WVU tackle Tim Brown vs. Virginia Tech defensive end Cols Colas
Quite simply, Tech's defensive ends are the overlooked linchpins in the Hokie defense. Colas is continuing the fine tradition of pressure defensive ends in Blacksburg, and WVU's success in containing Colas might be the biggest key to Mountaineer offensive success.
If Brown in particular, and WVU's tackles in general, can keep the Hokie defenders on their own side of the line, then West Virignia's running game should be productive. If they cannot, a repeat of last year's outcome is likely, when the Mountaineers managed only 33 yards rushing.
WVU defensive back Thandi Smith vs. Virginia Tech punter Vinnie Burns
Smith may not be a familiar name to many Mountaineer fans, but he's become a noticeable part of WVU's punt return team. Smith has come very close to blocking a couple of punts this year. (He actually did get a hand on one punt earlier this year, but the officials missed it and flgged him for roughing the kicker.)
Virginia Tech's special teams excellence is well known, so getting a leg up on them in that play phase could serve as a huge boost for the travelling Mountaineers. Boston College did just that, as they rode a couple of big special teams plays to hang with the Hokies in a narrow 28-23 loss.
Big game matchups often turn on the play of one or two individuals who are out of the limelight -- might this be Smith's turn?
THINGS TO WATCH
Both teams run the ball. Both teams have physical backs who squeeze maximum yardage from each carry. It's a matchup of the two best running back tandems in the country.
What's more interesting however, is that despite the similarities, the two teams get their rushing yards in different manners.

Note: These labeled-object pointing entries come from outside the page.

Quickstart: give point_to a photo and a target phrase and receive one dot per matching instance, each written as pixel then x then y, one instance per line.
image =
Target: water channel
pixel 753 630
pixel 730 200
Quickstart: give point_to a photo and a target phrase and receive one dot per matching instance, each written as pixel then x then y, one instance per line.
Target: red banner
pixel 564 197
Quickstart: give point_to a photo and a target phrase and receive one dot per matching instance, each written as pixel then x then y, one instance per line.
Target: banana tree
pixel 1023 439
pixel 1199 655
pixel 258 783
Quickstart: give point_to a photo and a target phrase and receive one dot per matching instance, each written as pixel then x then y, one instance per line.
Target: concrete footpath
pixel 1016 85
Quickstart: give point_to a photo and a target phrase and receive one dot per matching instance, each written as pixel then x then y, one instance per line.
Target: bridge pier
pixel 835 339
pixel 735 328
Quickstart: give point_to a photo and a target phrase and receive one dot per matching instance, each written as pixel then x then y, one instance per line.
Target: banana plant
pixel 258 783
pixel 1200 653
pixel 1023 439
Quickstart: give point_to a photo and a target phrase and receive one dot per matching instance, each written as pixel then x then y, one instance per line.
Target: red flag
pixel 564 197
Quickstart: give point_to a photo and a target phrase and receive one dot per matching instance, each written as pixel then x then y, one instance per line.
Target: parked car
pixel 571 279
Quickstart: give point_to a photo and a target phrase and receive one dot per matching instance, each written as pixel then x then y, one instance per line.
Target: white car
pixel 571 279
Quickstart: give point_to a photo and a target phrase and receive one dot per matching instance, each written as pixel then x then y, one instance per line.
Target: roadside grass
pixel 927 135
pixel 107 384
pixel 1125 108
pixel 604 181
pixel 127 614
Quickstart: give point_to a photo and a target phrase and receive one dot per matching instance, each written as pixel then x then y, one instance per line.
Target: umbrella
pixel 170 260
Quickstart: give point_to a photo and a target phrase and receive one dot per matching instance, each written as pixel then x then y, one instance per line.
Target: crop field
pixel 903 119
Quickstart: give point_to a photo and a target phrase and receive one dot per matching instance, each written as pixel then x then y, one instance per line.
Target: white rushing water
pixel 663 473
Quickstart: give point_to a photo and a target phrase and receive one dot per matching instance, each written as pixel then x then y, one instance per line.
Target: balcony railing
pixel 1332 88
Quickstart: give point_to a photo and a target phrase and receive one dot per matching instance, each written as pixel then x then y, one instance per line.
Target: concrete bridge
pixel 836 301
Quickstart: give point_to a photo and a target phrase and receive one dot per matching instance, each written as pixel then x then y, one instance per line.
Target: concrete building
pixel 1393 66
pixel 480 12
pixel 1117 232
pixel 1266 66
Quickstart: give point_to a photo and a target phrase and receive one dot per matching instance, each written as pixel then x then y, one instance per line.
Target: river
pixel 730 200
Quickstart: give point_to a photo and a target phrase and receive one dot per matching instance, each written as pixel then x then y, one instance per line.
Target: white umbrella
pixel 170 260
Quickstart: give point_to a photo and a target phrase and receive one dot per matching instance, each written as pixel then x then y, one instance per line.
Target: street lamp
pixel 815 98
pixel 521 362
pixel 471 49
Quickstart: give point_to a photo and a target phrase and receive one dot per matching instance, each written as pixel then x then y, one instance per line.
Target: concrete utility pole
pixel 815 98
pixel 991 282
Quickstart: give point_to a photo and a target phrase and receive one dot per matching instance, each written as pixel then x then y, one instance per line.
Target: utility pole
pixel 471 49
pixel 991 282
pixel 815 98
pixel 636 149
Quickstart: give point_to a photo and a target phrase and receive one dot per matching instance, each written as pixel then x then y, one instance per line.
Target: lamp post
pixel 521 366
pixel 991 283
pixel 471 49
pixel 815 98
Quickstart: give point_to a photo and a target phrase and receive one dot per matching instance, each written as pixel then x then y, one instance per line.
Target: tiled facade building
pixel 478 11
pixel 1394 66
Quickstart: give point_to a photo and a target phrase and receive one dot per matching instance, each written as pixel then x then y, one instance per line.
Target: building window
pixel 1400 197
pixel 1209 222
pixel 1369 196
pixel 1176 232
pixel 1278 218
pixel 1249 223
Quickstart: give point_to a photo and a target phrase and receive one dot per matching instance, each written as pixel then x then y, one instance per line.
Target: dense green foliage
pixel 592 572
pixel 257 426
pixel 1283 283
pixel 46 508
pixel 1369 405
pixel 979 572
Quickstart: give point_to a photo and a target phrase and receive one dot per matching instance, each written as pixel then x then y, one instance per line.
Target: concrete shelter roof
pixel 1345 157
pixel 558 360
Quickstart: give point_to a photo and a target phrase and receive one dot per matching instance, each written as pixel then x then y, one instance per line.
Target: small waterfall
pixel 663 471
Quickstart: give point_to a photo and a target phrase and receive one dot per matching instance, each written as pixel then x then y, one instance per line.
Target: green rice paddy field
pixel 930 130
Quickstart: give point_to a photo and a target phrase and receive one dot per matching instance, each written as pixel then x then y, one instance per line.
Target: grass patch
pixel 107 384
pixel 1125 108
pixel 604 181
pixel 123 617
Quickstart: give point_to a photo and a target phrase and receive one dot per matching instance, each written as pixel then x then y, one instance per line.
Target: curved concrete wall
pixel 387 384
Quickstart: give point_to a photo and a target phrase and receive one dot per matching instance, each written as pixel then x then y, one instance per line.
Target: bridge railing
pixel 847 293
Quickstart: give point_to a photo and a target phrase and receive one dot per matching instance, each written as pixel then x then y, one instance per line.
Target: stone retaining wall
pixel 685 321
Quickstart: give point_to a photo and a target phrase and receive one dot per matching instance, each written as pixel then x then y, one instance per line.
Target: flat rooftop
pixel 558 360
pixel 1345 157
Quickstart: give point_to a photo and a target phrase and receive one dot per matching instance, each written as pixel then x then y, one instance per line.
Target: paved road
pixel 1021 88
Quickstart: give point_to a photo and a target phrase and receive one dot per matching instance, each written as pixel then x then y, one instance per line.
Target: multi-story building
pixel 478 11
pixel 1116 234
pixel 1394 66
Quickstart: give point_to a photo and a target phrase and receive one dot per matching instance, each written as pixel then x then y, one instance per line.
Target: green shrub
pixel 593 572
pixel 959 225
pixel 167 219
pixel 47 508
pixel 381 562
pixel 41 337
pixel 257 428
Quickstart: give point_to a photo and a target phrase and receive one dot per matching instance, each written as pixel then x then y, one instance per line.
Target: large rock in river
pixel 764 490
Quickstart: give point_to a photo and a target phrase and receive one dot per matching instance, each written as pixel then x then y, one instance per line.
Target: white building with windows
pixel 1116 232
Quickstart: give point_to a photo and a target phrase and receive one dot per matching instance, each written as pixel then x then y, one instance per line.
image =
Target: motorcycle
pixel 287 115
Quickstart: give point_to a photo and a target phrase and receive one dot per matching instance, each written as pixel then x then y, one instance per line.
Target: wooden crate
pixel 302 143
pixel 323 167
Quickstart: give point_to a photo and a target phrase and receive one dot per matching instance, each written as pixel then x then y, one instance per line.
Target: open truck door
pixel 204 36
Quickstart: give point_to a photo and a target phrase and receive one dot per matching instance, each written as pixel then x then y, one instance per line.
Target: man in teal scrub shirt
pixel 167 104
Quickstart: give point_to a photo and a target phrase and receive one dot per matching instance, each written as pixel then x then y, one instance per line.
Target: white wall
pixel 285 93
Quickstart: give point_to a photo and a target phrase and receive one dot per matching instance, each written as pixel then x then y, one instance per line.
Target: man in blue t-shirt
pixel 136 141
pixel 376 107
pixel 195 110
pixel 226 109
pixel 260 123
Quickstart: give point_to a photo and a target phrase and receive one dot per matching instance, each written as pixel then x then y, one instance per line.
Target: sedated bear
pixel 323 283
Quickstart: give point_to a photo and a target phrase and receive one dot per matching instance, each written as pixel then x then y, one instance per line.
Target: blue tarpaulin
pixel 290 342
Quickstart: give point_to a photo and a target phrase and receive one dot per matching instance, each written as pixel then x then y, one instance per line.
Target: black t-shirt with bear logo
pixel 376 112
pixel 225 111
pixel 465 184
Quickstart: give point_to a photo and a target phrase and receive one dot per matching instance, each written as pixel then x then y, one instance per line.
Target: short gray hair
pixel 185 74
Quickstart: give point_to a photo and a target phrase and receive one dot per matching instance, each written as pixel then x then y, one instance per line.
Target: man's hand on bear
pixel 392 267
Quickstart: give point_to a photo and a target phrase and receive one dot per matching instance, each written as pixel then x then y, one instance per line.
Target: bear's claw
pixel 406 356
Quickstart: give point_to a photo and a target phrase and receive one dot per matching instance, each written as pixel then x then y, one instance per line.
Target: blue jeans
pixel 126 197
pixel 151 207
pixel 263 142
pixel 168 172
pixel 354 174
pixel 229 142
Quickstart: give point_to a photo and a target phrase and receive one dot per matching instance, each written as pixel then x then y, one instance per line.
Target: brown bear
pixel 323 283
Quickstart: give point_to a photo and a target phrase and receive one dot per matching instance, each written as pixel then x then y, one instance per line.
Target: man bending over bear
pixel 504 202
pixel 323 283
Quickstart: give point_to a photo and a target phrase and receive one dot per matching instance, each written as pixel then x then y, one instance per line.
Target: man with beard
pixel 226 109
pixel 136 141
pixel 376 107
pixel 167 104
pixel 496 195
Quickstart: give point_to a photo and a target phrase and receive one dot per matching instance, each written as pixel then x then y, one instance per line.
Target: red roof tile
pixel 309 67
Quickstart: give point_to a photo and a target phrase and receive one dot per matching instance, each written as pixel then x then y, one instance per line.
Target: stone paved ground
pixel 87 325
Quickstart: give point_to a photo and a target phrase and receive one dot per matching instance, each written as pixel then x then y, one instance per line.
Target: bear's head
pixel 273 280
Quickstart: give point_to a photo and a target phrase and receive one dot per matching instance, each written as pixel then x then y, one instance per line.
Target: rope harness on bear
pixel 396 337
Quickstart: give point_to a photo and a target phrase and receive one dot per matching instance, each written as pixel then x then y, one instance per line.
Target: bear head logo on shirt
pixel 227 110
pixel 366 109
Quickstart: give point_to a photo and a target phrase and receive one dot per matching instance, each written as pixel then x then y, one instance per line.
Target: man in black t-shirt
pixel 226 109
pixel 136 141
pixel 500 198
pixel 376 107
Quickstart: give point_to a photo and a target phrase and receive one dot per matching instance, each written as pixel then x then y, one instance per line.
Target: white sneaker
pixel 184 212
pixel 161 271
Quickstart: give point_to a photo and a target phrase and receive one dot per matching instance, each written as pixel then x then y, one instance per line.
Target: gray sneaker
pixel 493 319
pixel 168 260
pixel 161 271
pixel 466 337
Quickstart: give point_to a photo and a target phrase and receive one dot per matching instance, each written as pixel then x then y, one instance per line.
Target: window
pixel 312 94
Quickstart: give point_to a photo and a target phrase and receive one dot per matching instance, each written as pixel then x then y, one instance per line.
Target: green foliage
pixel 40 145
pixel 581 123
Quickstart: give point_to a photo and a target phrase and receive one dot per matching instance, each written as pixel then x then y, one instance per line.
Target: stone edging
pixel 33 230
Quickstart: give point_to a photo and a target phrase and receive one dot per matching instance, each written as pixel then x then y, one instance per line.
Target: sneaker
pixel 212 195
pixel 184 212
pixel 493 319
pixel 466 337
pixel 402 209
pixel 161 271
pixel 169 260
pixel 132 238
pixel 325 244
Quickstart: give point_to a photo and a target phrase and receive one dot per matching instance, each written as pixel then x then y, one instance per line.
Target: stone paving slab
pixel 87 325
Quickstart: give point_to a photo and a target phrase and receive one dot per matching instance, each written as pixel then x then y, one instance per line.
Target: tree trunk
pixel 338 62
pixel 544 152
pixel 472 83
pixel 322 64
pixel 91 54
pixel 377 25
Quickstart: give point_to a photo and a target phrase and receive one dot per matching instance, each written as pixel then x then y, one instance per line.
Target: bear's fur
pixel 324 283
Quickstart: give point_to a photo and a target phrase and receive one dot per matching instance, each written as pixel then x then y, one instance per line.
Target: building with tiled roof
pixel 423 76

Tech still lines up with a fullback the majority of the time, and they have a good one in Doug Easlick. The Hokies run a number of isolation plays, where the fullback is isolated on a linebacker. If he makes the block, the play is usually successful. Tech also is successful with power sweeps, especially when Kevin Jones is on the field.
WVU has been more varied in their running attack, and have employed a number of zone blocking schemes and trap plays to gain yardage on the ground. Put the two teams together, and you have a clinic on rushing the football. One scheme isn't better than the other -- each coaching staff has simply done an excellent job in marrying their talent to a running scheme.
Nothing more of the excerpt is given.